Getting started with ContextBolt Radar
Set up ContextBolt Radar in one conversation. Connect your agent, name up to five competitors, get an instant teardown, then it runs itself.
Setup is one short conversation with your agent. Connect it, name your competitors, tell it what you sell, and get an instant read. After that, Radar runs on its own.
1. Subscribe
Grab a plan from the ContextBolt Radar page. Right after you subscribe, you get a private MCP URL by email. Treat it like a password, since anyone with it can reach your account.
2. Connect your agent
Paste that URL into your agent once. Name the connection contextbolt-radar so it is easy to spot.
Full per-client steps for Claude Code, Claude Desktop, Cursor, Codex and more are on Connect your agent. In Claude Code it is one line:
claude mcp add --transport http contextbolt-radar <your ContextBolt Radar URL>
Restart your client so it loads the new tools.
3. Name your competitors
Tell your agent who to watch. Up to five.
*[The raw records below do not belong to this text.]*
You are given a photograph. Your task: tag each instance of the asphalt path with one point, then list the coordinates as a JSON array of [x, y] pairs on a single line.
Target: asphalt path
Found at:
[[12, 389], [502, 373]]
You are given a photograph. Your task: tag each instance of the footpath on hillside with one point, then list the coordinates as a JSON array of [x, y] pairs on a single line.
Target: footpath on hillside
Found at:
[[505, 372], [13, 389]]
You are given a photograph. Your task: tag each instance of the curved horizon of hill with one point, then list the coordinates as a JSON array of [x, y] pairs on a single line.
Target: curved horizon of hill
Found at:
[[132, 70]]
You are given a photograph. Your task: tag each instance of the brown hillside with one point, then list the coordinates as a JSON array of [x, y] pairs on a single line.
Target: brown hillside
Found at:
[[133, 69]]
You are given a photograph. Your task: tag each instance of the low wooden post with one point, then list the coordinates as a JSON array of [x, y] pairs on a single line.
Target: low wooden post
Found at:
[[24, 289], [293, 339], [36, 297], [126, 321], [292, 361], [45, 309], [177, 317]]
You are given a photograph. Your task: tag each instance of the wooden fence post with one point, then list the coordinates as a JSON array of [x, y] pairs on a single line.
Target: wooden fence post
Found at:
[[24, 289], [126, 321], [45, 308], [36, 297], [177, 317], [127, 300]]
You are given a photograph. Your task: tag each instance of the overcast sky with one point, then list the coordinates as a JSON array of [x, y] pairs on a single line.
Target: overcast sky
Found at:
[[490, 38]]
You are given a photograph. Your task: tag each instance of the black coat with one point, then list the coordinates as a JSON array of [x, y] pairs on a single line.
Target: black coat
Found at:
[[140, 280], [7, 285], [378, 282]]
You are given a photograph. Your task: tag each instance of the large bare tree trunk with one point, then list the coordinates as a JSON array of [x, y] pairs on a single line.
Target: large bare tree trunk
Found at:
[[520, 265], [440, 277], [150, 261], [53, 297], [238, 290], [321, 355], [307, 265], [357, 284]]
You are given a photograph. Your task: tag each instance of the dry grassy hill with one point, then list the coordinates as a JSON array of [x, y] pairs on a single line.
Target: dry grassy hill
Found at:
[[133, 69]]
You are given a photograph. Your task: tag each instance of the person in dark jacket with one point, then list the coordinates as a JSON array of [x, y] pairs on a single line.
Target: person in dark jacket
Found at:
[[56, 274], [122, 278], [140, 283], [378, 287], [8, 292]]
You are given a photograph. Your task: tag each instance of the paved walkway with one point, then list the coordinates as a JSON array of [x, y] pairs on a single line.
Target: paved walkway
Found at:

“Watch my competitors: acme.com, rival.io and matter.com.”
Radar starts tracking their pricing page, homepage, changelog, sitemap and search footprint.
4. Tell it what you sell
One line of context makes every briefing sharper, because Radar judges each change for you instead of generically.
“For context, I sell a flat-rate competitor monitoring tool for small teams.”
Now a rival’s move is read through your lens, for example “they moved into your price band.”
5. Get an instant teardown
You don’t have to wait for the first nightly run. Ask for a deep read now.
“Give me a teardown of acme.com.”
You get an analyst-style read of that competitor across every surface, plus it sets the baseline that future changes are measured against.
6. Then it runs itself
That is the whole setup. From here, Radar checks the pages every night, folds in search data weekly, and emails your briefing every Monday when something moved. You can also ask any time, “what did my competitors do this week?”